UPDATE: I ended up switching to Cloudflare as DNS provider, check the post here.
Caddy as a Reverse Proxy
In the previous step, I decided to forward only one port. One with some knowledge of networking would think that one port = one service and this is generally true. The first idea would then be just forward multiple ports!, one per hosted service. This is generally a bad and less maintainable idea in terms of configuration, certificates, and security.
The solution is using a Reverse Proxy, which is software that redirects the incoming traffic to the configured port and service depending on (in my case) the requested subdomain.
The idea is that accessing the URL https://service1.mydomain.example.com would be forwarded to the local device, where a service is listening on port 443 (HTTPS) and finally redirected to the configured service1 port.
There are many different pieces of software that can be configured to perform Reverse Proxy, I picked Caddy because it feels modern, easy to configure, and it can handle SSL certificates from Let’s Encrypt by itself.
Since I don’t want to mess with the filesystem of my local device and I want a reproducible environment for my services, I opted for the Docker version of Caddy. In particular, the Docker Compose version.
I’ll link my entire setup at the end but the tree for the Caddy directory is something like this:
caddy/
├── Caddyfile
├── README.md
├── config
├── data
└── docker-compose.yml
The Caddyfile is where the magic is configured. Let’s get back to the example above, proxying service1. The minimal Caddyfile section would be:
service1.mydomain.example.com:443 {
reverse_proxy service1:5006
}
Time to host some service now.
Dockerized Services
This bit is very personal, we don’t share the same needs and everyone is free to try new applications, and experiments and host whatever they need. What’s still important to me is not messing with the filesystem and having a reproducible environment: Docker!
These are my currently hosted services:
- Actual Budget: a personal finance application
- Jellyfin: a video streaming application
- Immich: a replacement for Google Photos, with automatic backup, face recognition and shared albums
- Nextcloud: a Google Suite replacement, Drive, Office, Notes, …
- Vaultwarden: a Rust implementation of the Bitwarden server application
Following the directory organization described for Caddy, every service has its own subdirectory and Docker file.
AdGuard Home
One last service I’m hosting is AdGuard Home: if configured as your network DNS it can block ads, trackers, and similar crap the internet is filled with nowadays.
I’ve decided to not expose this service over Caddy because it doesn’t make sense to me. The DNS is only used in my LAN and it doesn’t make sense to me to have the Admin Panel exposed on the public internet.
Still using Docker compose for it though, for the same reasons as the other applications.
Conclusion
Is this the final setup? Probably not. I’m actually afraid I’ll spend so much time on it, hopefully learning every time something new (looking at you k8s).
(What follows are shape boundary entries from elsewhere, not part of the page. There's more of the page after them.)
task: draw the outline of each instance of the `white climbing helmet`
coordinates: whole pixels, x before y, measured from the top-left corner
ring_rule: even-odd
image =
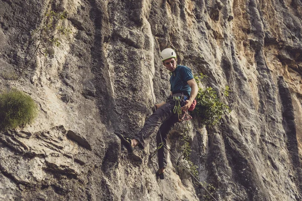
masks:
[[[161,57],[162,58],[162,61],[164,61],[170,58],[176,58],[176,53],[171,48],[166,48],[162,51]]]

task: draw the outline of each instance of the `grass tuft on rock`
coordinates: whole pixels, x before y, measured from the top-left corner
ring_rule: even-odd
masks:
[[[24,92],[13,89],[0,94],[0,130],[24,126],[37,114],[36,104]]]

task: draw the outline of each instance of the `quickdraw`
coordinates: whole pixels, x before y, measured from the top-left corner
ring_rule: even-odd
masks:
[[[173,100],[175,102],[175,106],[173,109],[173,112],[174,114],[177,113],[178,115],[178,120],[180,122],[183,121],[189,121],[192,119],[192,116],[189,115],[188,111],[183,111],[181,110],[181,106],[180,102],[183,98],[183,96],[173,96]]]

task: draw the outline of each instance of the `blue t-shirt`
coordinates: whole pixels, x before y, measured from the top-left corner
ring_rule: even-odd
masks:
[[[191,95],[192,90],[187,81],[194,78],[192,71],[187,66],[178,65],[170,77],[171,90],[172,94],[176,92],[186,92]]]

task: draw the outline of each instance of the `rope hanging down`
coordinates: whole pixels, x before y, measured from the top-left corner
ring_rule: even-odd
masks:
[[[150,89],[151,90],[151,93],[152,94],[152,98],[153,99],[153,103],[154,104],[154,108],[155,108],[155,110],[156,111],[156,107],[155,107],[155,101],[154,100],[153,92],[152,91],[152,86],[151,85],[151,81],[150,80],[150,78],[149,77],[149,73],[148,73],[148,63],[146,62],[146,61],[144,58],[144,56],[143,54],[142,53],[142,52],[140,52],[140,53],[141,54],[141,57],[142,57],[142,59],[143,59],[144,64],[147,69],[147,74],[148,75],[148,79],[149,80],[149,84],[150,84]],[[149,69],[149,70],[152,73],[152,72],[151,71],[151,70]],[[152,74],[153,75],[153,73],[152,73]],[[154,75],[153,75],[153,76],[154,76]],[[163,146],[164,147],[165,147],[167,149],[167,150],[169,151],[169,152],[170,153],[170,154],[171,154],[171,155],[172,155],[174,158],[175,158],[175,159],[176,159],[177,162],[178,162],[179,163],[180,163],[180,164],[188,171],[188,172],[189,172],[189,173],[190,174],[191,174],[191,175],[193,177],[193,178],[194,178],[198,182],[198,183],[199,184],[200,184],[200,185],[201,186],[202,186],[203,189],[204,189],[205,190],[205,191],[212,197],[212,198],[213,198],[213,199],[214,199],[214,200],[215,201],[217,201],[217,199],[216,199],[215,198],[215,197],[214,197],[214,196],[212,195],[212,194],[210,192],[209,192],[209,191],[203,186],[203,185],[202,185],[202,183],[201,183],[201,182],[200,181],[199,181],[199,180],[191,172],[191,171],[190,170],[189,170],[188,169],[188,168],[187,168],[186,167],[186,166],[185,166],[185,165],[183,164],[182,164],[182,162],[179,161],[179,160],[178,160],[178,158],[177,158],[177,157],[176,157],[176,156],[175,156],[174,155],[174,154],[173,154],[172,153],[172,152],[168,148],[167,146],[163,142],[163,138],[162,138],[162,134],[161,133],[160,130],[159,130],[159,132],[160,132],[160,135],[161,136],[161,139],[162,140],[162,143],[161,143],[160,147],[158,147],[156,151],[157,151],[159,149],[160,149]],[[156,151],[155,153],[156,153]]]

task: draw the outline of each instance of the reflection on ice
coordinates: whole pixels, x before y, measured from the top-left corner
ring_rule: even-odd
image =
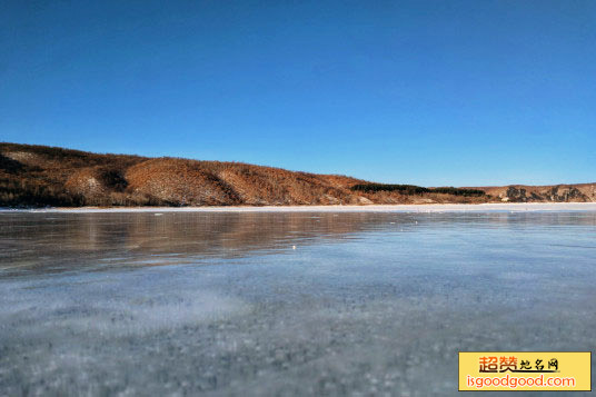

When I started I didn’t know much about DDNS, and Reverse Proxy and I definitely wasn’t comfortable with Docker Compose. I now feel a bit more expert in the networking area and my data is also safe at home!
My server can go down? Yes sure, it can happen: I’ll buy a UPS. My storage can die? Yes, it will. You better have a daily (if not hourly) backup running.
Can it be done better? I’m perfectly sure about that, but I think I shouldn’t forget the original intent of this whole work and enjoy what I got.
Additional tips
You can find my setup here: feel free to clone it, configure it, and give it a try. As I said, my network, my choices: you may need different services, you may want to set it up differently, or whatever. Just fork it or keep it as a reference.
And please, think about backups before actually using it (Borg is what I currently suggest, I may write something about it in the future).